When the Toronto Maple Leafs recovered almost three months after COVID-19 broke the brakes during their season, they did so with masks and instructed to keep a safe distance. They skated in groups as small as four and operated on strictly timed parameters to complete their training sessions. John Tavares brought his sticks and a few rolls of duct tape home so as not to waste any of his powers in a ritual usually reserved for the locker room.

And yet, for all of the new restrictions and guidelines now governing phase 2 of the NHL return to play protocol, there was just enough “normal” to allow for a positive mental as well as physical experience.

Tavares called it a breath of fresh air.

“Just train together, be on the ice, pass the puck, be in the gym, do a good workout. Everyone pushes each other, “he said on Tuesday. “It was an explosion just the first few days to start over. ”

The Leafs entered phase 2 with more enthusiasm than any of the other 23 NHL teams currently waiting for a summer playoff tournament. They expect to see around 20 of their own players pass through the training center in the first week, including some like William Nylander, Kasperi Kapanen and Jack Campbell who have already observed a quarantine 14 days after their return the United States.

These training sessions are entirely voluntary, so Toronto’s high level of participation is entirely player-oriented.

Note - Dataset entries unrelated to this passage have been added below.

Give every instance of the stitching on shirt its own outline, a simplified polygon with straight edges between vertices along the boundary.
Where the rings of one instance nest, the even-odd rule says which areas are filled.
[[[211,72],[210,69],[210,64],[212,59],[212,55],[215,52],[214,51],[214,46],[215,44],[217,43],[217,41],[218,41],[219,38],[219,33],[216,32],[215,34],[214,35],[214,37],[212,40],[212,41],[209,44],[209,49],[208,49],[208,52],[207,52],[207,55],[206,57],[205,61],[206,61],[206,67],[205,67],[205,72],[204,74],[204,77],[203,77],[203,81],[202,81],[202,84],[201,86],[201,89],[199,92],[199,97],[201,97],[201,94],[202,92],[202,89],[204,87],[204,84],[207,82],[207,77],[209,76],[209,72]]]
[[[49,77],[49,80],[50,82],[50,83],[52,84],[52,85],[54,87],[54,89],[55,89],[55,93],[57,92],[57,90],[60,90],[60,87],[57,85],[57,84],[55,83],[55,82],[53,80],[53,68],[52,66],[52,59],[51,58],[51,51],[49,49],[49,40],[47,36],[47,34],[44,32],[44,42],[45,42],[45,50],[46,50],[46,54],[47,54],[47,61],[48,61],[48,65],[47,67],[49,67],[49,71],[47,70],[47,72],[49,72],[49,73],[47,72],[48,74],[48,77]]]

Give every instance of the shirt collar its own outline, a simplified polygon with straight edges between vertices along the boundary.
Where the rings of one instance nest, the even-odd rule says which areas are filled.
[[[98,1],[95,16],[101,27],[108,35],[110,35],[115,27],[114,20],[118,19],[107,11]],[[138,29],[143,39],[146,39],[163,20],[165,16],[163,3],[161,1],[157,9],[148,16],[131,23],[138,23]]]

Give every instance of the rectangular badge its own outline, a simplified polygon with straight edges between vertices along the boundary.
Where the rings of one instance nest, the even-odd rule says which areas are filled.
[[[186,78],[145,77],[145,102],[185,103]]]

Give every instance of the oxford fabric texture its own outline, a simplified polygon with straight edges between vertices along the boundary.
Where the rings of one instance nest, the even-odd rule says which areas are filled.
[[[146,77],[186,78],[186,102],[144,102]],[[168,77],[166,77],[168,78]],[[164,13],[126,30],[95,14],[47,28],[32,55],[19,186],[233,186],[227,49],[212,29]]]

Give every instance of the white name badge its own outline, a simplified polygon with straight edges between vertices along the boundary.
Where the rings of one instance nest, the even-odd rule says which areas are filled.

This is partly a reflection of the number of guys coming from the region – a list that includes Tavares, Mitch Marner, Zach Hyman, Jake Muzzin, Jason Spezza, Travis Dermott and others – but also a belief within the group that this extra time together represents an opportunity.

“We really want to take advantage of it,” said Tavares. “It’s not just about taking out the cobwebs. ”

This is an interesting thought because about a third of the returning NHL teams shouldn’t even open their facilities until next week, mainly because they don’t have enough players in town to justify it or n ‘have not received a sufficient level of interest from those who are.

In many cases, these players do not feel the need to participate in Phase 2 because they are already in places where they can skate and train – just like Leafs star Auston Matthews and goaltender number 1 Frederik Andersen, who continue to wait for the break together in Scottsdale, Ariz.

(The main reason Matthews and Andersen have not yet returned is due to the mandatory 14-day quarantine for those entering Canada, which may soon be eased pending the outcome of ongoing conversations between the federal government and the NHL ).

Where other teams have considered training camps that would likely not start before mid-July and have decided that there is no rush, much of the Leafs training has prioritized use of this five week window to get back together.

In fact, Tavares said it had not heard any members of the team express concerns about the unresolved details to be resolved in the return to play plan – a sign of impatience to end this interrupted season which It’s probably not shared so enthusiastically in the locker room across the league.

“The urgency is extremely high,” said Tavares. “To take advantage of this opportunity, we are fortunate to have a good chance of being able to finish this season and play for the Stanley Cup, and we are one of them.

“To really kiss him. ”

Sessions are closed to media, but Leafs appear to have organized groups of six skaters into line groups where possible – with Tavares, Marner and Ilya Mikheyev together in one, and Nylander, Hyman and Alexander Kerfoot (a likely placeholder for Matthews) part of another.

Tavares said the first two days were focused on fundamentals and a return to comfort on the ice, but they will ultimately seek to develop chemistry with the hope that the training camp will last only three weeks and will include only two exhibition games. before the start of a best-of-five series of play-ins with Columbus.

“Everyone takes this very seriously and I think he has been very connected,” said Tavares. “Obviously we want to get the most out of full cylinders once the competition has started. ”

While it’s difficult to label this approach as an absolute advantage – the Blue Jackets are slated to open their facilities for Phase 2 on Wednesday – it does tell us something about how Leafs players hope to gain an advantage before the playoffs. most unpredictable in NHL history.

After being forced to separate suddenly and without warning, they chose to get back together as soon as they could safely.